The Steady Click of Motion
While it’s not surprising from whom the Moglass takes its cues – Fred Frith, Tangerine Dream, Loren Mazzacane Connors – this three-piece experimental/ambient group from the Ukraine adds process to the often distract approach of their predecessors. Recorded on Christmas Day, 2000, Telegraphs Poles are: is plainly packaged, just an album title and song titles in Russian. The substance inside is equally as plain, slowly gathering energy from the movements of the various instruments to gain peaks and descend back into valleys without ever climaxing. This creates a sense of impending frustration, a feeling that the album explores and exploits.
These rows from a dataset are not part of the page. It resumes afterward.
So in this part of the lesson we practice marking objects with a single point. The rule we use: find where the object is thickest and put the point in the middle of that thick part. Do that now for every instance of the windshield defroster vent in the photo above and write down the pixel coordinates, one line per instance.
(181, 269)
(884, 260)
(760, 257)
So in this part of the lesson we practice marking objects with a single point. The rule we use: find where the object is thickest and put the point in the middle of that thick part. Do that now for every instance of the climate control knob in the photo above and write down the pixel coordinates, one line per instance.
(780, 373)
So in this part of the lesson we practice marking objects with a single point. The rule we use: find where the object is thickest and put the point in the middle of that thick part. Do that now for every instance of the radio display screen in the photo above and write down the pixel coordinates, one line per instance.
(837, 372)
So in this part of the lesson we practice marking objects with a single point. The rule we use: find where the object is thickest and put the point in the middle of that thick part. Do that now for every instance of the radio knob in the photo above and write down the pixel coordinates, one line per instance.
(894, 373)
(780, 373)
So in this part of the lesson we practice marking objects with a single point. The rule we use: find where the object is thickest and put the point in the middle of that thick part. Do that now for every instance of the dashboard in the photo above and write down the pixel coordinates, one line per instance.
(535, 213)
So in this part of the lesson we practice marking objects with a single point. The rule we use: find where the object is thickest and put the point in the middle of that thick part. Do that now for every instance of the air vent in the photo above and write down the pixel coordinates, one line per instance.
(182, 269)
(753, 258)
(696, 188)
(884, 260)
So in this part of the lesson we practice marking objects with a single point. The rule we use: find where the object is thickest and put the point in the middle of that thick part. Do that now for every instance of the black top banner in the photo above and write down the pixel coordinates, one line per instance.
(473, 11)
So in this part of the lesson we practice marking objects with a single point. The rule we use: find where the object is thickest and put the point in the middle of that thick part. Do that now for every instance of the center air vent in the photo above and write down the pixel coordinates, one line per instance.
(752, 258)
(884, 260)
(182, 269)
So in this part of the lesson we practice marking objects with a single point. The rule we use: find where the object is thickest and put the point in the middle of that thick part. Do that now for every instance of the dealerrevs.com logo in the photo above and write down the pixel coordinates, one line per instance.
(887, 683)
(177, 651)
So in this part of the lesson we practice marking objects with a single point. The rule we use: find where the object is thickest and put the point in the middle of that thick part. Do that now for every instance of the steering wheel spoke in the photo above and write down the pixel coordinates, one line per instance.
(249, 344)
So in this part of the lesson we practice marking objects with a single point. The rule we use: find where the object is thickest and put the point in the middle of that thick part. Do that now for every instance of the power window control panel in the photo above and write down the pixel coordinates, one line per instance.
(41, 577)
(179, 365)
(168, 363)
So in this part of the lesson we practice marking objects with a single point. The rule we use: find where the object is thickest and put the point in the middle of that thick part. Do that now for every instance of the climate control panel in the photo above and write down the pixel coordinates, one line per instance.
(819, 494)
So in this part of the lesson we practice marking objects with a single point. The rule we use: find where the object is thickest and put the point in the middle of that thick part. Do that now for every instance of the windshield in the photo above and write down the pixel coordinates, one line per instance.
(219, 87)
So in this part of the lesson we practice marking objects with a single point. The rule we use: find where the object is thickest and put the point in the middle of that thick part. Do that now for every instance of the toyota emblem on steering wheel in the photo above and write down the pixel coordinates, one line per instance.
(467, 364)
The rhythmic current is comprised of digitalized sound bytes and earthy phasers layered with appropriately filtered guitar reverb, and channels Frith’s guitar/effects bag and the louder parts of Connors’ Come Night. This disc would be right at home in the Constellation Records stable, beside the airy side of Godspeed You! Black Emperor that rises between orchestral chugs, and the machination of Hanged-Up.
Individual pieces are often lost to the listener, as the album slips quietly from one track to another with pauses that barely register. The opening track, “A”, whispers with a graceful ambience and hints at the digital clicks and manipulations to come. Morning ascends midway through the piece, and the sound spirals into a promising contentment. Other tracks, all in Russian characters, strike and destroy this premature settling; the second track stabs through a whistling darkness, and the fourth track echoes its bleak wonder and questioning calls from the upper register. The third and fifth tracks introduce the steady swishing call of train-like beats and the response of carefully plucked guitar notes, the first human presence on the record. The last track is largely silence, with the occasional interruption of soft, but chilling digitalia.
Pieces subtlely unfold with purpose and direction behind an abstract veil. It’s hard not to suggest Western associations of the Eastern bloc and former Communist states – the machinations, the eerie strikes of frigidity, the frozen land – but these might be projections by myself rather than receptions. While the invocation of isolation is unavoidable, might this not be the regular creak and slap of a motel vacancy sign in a Florida hurricane, or the emptiness of a Northwestern forest full of illusionary enemies? These enemies are distinctly natural, organic, with no inherent suggestions of a Soviet pall cast over a landscape already frightening to begin with.
Songs stretch out, real time melts as the repetitions become the album’s inner clock, losing us in its labyrinthine counting. At once a recording of abstraction and machination, Telegraph Poles: is barren and desolate, a cold desert where the traveler is lost, but finds some comfort in following the endless line of telegraph poles.